= DUT1 =

Time scale with correction

Graph showing the difference in seconds between UT1 and UTC over time. A vertical transition indicates the use of a leap second. The red portion of the graph indicates predicted values.

DUT1 is a time correction equal to the difference between Universal Time (UT1), which is defined by Earth's rotation, and Coordinated Universal Time (UTC), which is defined by a network of precision atomic clocks, with a precision of +/- 0.1s.

DUT1 = UT1 − UTC (with a precision of +/- 0.1s)

UTC is maintained via leap seconds, such that DUT1 remains within the range −0.9 s < DUT1 < +0.9 s. The reason for this correction is partly that the rate of rotation of the Earth is not constant, due to tidal braking and the redistribution of mass within the Earth, including its oceans and atmosphere, and partly because the SI second (as now used for UTC) was, when adopted, a little shorter than the current value of the second of mean solar time. (Note: (1) In "The Physical Basis of the Leap Second", by D D McCarthy, C Hackman and R A Nelson, in Astronomical Journal, vol.136 (2008), pages 1906–1908, it is stated (page 1908), that "the SI second is equivalent to an older measure of the second of UT1, which was too small to start with and further, as the duration of the UT1 second increases, the discrepancy widens." :(2) In the late 1950s, the cesium standard was used to measure both the current mean length of the second of mean solar time (UT2) (result: 9192631830 cycles) and also the second of ephemeris time (ET) (result: 9192631770±20 cycles), see "Time Scales", by L. Essen, in Metrologia, vol.4 (1968), pp.161–165, on p.162. As is well known, the 9192631770 figure was chosen for the SI second. L Essen in the same 1968 article (p.162) stated that this "seemed reasonable in view of the variations in UT2".)

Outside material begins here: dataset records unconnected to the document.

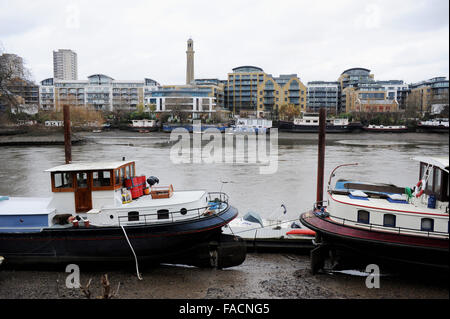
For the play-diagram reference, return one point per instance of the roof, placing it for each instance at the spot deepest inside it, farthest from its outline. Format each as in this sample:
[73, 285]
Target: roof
[254, 68]
[88, 166]
[441, 162]
[363, 69]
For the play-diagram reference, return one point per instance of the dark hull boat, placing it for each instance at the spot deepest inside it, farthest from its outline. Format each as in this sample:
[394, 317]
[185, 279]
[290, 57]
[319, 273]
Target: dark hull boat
[376, 246]
[386, 129]
[186, 242]
[382, 223]
[93, 217]
[285, 126]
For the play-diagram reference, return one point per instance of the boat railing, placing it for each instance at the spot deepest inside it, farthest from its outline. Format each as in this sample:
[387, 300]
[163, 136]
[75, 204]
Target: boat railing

Daily observed values of UT1 − UTC for the past week, and daily forecast values for the coming year, are published by IERS Bulletin A, with more digits than for DUT1. Final values are published in the monthly IERS Bulletin B. DUT1 forecasts are published in IERS Bulletin D.

Several time signal services broadcast values of DUT1. CHU (Canada), HLA (South Korea), MSF (United Kingdom), and WWV (United States) transmit DUT1 with 0.1 s precision. In Russia, RWM, RTZ and the longwave RBU transmit DUT1 with 0.1 s precision and an additional correction dUT1 in 0.02 s increments.